How to get all dna coding for a peptide in C #

Hi, my head is boiling now for 3 days! I want to get all the DNA encodings for the peptide: the peptide is a sequence of amino acids, i.e. amino acid M , and amino acid Q can form an MQ or QM peptide

DNA coding means that for each amino acid there is a DNA code (called a codon) (for some, there is more than one code, i.e. amino acid T has 4 different code / codons)

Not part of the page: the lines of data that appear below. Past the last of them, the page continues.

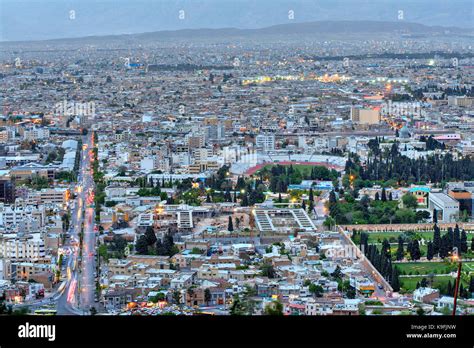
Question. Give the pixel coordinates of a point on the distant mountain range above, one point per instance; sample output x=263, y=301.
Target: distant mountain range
x=52, y=19
x=318, y=29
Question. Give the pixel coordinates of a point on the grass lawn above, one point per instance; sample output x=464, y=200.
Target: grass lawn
x=432, y=267
x=300, y=167
x=413, y=268
x=441, y=283
x=378, y=237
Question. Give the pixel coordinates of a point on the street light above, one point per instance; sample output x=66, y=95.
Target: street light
x=455, y=257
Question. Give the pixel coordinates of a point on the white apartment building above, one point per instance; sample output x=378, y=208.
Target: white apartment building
x=446, y=207
x=36, y=134
x=266, y=142
x=29, y=247
x=29, y=217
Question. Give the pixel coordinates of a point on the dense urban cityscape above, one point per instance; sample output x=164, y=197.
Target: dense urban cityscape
x=272, y=171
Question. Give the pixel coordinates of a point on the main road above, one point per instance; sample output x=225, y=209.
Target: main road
x=78, y=294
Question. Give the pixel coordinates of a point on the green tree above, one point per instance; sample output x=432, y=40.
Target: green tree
x=409, y=201
x=316, y=290
x=274, y=308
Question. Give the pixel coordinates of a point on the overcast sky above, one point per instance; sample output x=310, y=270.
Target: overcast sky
x=47, y=19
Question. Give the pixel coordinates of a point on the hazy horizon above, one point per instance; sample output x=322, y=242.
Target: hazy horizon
x=24, y=20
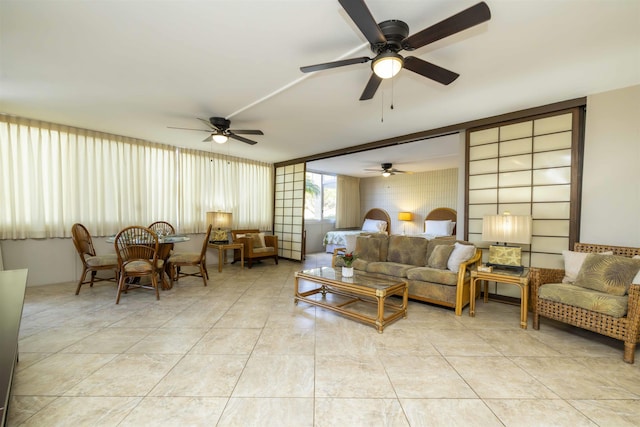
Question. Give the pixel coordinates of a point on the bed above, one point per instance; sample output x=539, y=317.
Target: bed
x=375, y=221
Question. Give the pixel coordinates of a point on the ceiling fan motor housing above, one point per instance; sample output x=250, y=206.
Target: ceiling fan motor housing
x=394, y=31
x=220, y=122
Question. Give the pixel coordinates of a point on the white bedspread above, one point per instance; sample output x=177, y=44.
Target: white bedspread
x=338, y=237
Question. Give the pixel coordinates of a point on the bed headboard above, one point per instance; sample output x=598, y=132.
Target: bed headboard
x=443, y=214
x=381, y=215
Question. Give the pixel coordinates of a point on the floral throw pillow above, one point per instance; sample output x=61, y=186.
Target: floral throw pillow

The last function in the following code does not work, so I want someone to make it work for me and please do not require an integrated query language (I forgot its abbreviation!) `

 private string[] CODONS ={ "TTT", "TTC", "TTA", "TTG", "TCT", "TCC", "TCA", "TCG", "TAT", "TAC", "TGT", "TGC", "TGG", "CTT", "CTC", "CTA", "CTG", "CCT", "CCC", "CCA", "CCG", "CAT", "CAC", "CAA", "CAG", "CGT", "CGC", "CGA", "CGG", "ATT", "ATC", "ATA", "ATG", "ACT", "ACC", "ACA", "ACG", "AAT", "AAC", "AAA", "AAG", "AGT", "AGC", "AGA", "AGG", "GTT", "GTC", "GTA", "GTG", "GCT", "GCC", "GCA", "GCG", "GAT", "GAC", "GAA", "GAG", "GGT", "GGC", "GGA", "GGG", }; private string[] AMINOS_PER_CODON = { "F", "F", "L", "L", "S", "S", "S", "S", "Y", "Y", "C", "C", "W", "L", "L", "L", "L", "P", "P", "P", "P", "H", "H", "Q", "Q", "R", "R", "R", "R", "I", "I", "I", "M", "T", "T", "T", "T", "N", "N", "K", "K", "S", "S", "R", "R", "V", "V", "V", "V", "A", "A", "A", "A", "D", "D", "E", "E", "G", "G", "G", "G", }; public string codonToAminoAcid(String codon) { for (int k = 0; k < CODONS.Length; k++) { if (CODONS[k].Equals(codon)) { return AMINOS_PER_CODON[k]; } } // never reach here with valid codon return "X"; } public string AminoAcidToCodon(String aminoAcid) { for (int k = 0; k < AMINOS_PER_CODON .Length; k++) { if (AMINOS_PER_CODON [k].Equals(aminoAcid )) { return CODONS[k]; } } // never reach here with valid codon return "X"; } public string GetCodonsforPeptide(string pep) { string result = ""; for (int i = 0; i <pep.Length ; i++) { result = AminoAcidToCodon(pep.Substring (i,1) ); for (int q = 0; q < pep.Length; q++) { result += AminoAcidToCodon(pep.Substring(q, 1)); } } return result; } 
+5
source share
1 answer

Try using the following two methods:

 public IEnumerable<string> AminoAcidToCodon(char aminoAcid) { for (int k = 0; k < AMINOS_PER_CODON.Length; k++) { if (AMINOS_PER_CODON[k] == aminoAcid) { yield return CODONS[k]; } } } public IEnumerable<string> GetCodonsforPeptide(string pep) { if (string.IsNullOrEmpty(pep)) { yield return string.Empty; yield break; } foreach (var codon in AminoAcidToCodon(pep[0])) foreach (var codonOfRest in GetCodonsforPeptide(pep.Substring(1))) yield return codon + codonOfRest; } 

Notes:

  • Since each amino acid will have several suitable codons, your method, which returns when it finds the first, will ever match each amino acid once. Instead, I created an enumerator method that will yield return for each matching codon.
  • The last method finds all suitable codons for the first symbol of the peptide and combines each such codon with all codons consisting of the rest of the peptide after the first symbol.
  • I used the array AMINOS_PER_CODON instead of char as a type. You can easily change the code to use your string array if you want.
  • The best approach without two separate arrays would be to create a dictionary that maps each individual amino acid character to a list of code lines.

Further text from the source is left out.